Annie is in the question-asking phase. On Monday during a thirty minute car ride, she said, “What’s that?” about 187 times. She was also pointing when she asked, but since I was driving I couldn’t look at what she was asking about. I started saying things like, “A tractor!” or “A lemur!” because if I didn’t reply she just started saying, “MOM! What is it what is it what is it!!!” over and over. Luckily, she realized I was joking and she started laughing.
The next day she was onto a new question, “What’s that sound?” Even when she knew the answer, she asked. So when the phone rang, the toilet flushed, the dog barked, the radio played, Annie said “What’s that sound, Mama?” Eventually our house was too quiet, and she started asking me even when there wasn’t any noise. So I started making up answers again (“A hummingbird! A lemur!” Apparently I’m into lemurs right now.) and she cracked up.
Yesterday I had to mail some things, so I brought Annie with me to our P.O. Box. It’s a small storefront, and there were a few people ahead of us. Annie stood on line with me, quietly holding onto my purse. I was mentally willing the line to move faster, because you never know when a toddler’s patience is going to wear out. Plus the wall we were lined up against was stocked with envelopes and random tchotchke impulse buys that I knew would catch Annie’s eye if we stood still for too long.
Annie surprised me and was really good while we waited. She got a little fidgety, but to be fair, I did too. We were almost to the counter when it happened. The guy in front of me (probably in his mid-to-late twenties) passed gas. Before the twelve-year-old inside me could react, the two-year-old next to me said, “Mama, what’s that sound?” Since we’re in the pre-potty training phase I would normally answer that question truthfully, but I didn’t want to embarrass the guy so I said, “I didn’t hear anything, honey.”

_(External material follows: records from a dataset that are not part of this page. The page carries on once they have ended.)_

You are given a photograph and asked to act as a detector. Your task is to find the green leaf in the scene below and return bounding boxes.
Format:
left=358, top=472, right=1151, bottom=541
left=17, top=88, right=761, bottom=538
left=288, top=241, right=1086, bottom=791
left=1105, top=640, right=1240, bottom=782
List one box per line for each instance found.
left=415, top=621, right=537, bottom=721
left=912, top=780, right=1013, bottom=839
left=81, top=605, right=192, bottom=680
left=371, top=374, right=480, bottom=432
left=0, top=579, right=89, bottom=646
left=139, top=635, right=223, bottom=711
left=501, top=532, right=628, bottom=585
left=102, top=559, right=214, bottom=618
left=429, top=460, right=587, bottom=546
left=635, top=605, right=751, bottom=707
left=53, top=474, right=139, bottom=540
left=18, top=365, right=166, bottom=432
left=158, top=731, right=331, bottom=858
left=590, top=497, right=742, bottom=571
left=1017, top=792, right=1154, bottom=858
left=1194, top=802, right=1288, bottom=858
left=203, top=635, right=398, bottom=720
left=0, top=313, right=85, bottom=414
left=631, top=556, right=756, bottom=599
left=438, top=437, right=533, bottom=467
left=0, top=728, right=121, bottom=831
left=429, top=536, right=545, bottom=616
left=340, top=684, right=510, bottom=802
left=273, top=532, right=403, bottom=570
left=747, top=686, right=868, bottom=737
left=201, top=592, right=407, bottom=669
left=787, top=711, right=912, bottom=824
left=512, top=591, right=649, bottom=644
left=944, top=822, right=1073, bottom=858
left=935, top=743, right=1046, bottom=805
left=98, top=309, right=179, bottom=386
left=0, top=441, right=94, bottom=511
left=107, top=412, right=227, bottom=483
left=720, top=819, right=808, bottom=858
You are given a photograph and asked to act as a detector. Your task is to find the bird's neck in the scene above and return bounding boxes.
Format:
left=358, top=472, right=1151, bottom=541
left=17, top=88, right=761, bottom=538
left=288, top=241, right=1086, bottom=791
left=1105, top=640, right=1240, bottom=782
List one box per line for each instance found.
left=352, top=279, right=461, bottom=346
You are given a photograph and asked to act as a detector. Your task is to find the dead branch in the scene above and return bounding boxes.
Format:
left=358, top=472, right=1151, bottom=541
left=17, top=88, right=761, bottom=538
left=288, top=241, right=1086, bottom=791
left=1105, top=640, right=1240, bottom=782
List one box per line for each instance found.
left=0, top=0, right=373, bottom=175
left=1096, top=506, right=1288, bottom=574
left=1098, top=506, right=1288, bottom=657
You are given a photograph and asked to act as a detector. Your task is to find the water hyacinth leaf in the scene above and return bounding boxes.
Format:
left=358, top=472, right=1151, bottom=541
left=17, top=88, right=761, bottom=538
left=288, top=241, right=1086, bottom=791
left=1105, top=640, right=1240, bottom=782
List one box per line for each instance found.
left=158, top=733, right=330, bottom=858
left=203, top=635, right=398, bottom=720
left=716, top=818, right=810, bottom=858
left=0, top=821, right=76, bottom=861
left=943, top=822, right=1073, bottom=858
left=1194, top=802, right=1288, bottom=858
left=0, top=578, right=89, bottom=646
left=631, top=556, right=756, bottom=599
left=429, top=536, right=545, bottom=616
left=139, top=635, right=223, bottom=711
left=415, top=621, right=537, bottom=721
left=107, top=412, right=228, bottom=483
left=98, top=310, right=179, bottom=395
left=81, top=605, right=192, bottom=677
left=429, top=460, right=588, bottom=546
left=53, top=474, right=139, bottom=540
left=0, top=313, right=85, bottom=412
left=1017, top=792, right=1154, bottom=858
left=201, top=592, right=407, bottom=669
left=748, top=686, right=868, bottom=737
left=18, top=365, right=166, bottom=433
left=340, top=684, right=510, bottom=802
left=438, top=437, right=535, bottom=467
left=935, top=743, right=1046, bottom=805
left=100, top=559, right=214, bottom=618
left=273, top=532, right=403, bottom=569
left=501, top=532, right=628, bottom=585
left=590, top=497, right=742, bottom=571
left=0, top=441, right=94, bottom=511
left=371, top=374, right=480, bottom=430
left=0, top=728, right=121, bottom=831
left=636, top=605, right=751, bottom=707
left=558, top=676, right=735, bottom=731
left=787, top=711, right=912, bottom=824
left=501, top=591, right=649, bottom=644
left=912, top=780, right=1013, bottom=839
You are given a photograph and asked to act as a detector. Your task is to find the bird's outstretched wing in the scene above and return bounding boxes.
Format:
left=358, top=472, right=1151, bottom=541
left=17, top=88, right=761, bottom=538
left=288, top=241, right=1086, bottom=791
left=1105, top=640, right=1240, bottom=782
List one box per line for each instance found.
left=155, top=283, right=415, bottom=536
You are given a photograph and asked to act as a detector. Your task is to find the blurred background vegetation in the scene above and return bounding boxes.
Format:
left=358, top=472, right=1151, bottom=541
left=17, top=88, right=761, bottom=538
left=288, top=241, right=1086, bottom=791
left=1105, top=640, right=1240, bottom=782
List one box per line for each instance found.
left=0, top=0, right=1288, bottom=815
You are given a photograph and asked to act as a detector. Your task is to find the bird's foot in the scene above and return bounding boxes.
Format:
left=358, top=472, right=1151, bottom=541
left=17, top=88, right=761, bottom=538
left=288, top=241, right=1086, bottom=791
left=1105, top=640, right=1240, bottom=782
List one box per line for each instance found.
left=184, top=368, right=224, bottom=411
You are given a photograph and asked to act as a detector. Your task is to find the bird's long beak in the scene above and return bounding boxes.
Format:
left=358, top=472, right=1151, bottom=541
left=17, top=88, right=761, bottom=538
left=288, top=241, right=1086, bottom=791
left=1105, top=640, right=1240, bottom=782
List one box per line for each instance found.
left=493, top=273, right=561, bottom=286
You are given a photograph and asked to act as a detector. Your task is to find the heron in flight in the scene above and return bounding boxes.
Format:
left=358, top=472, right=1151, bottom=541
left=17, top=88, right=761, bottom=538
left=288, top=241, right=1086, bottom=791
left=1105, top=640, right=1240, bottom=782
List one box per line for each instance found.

Annie wasn’t having it. “Mama, no. His butts say ‘thhhpppppt.'” She stuck our her tongue and blew a raspberry to demonstrate. The man directly behind me started guffawing, and the guy in front of me turned around. “Damn! That little lady is callin’ me OUT!” Then it was his turn so he walked to the counter, leaving me just when Annie said, “His butts talk, Mama,” to the great amusement of the people behind me.
I should have just told her it was a lemur.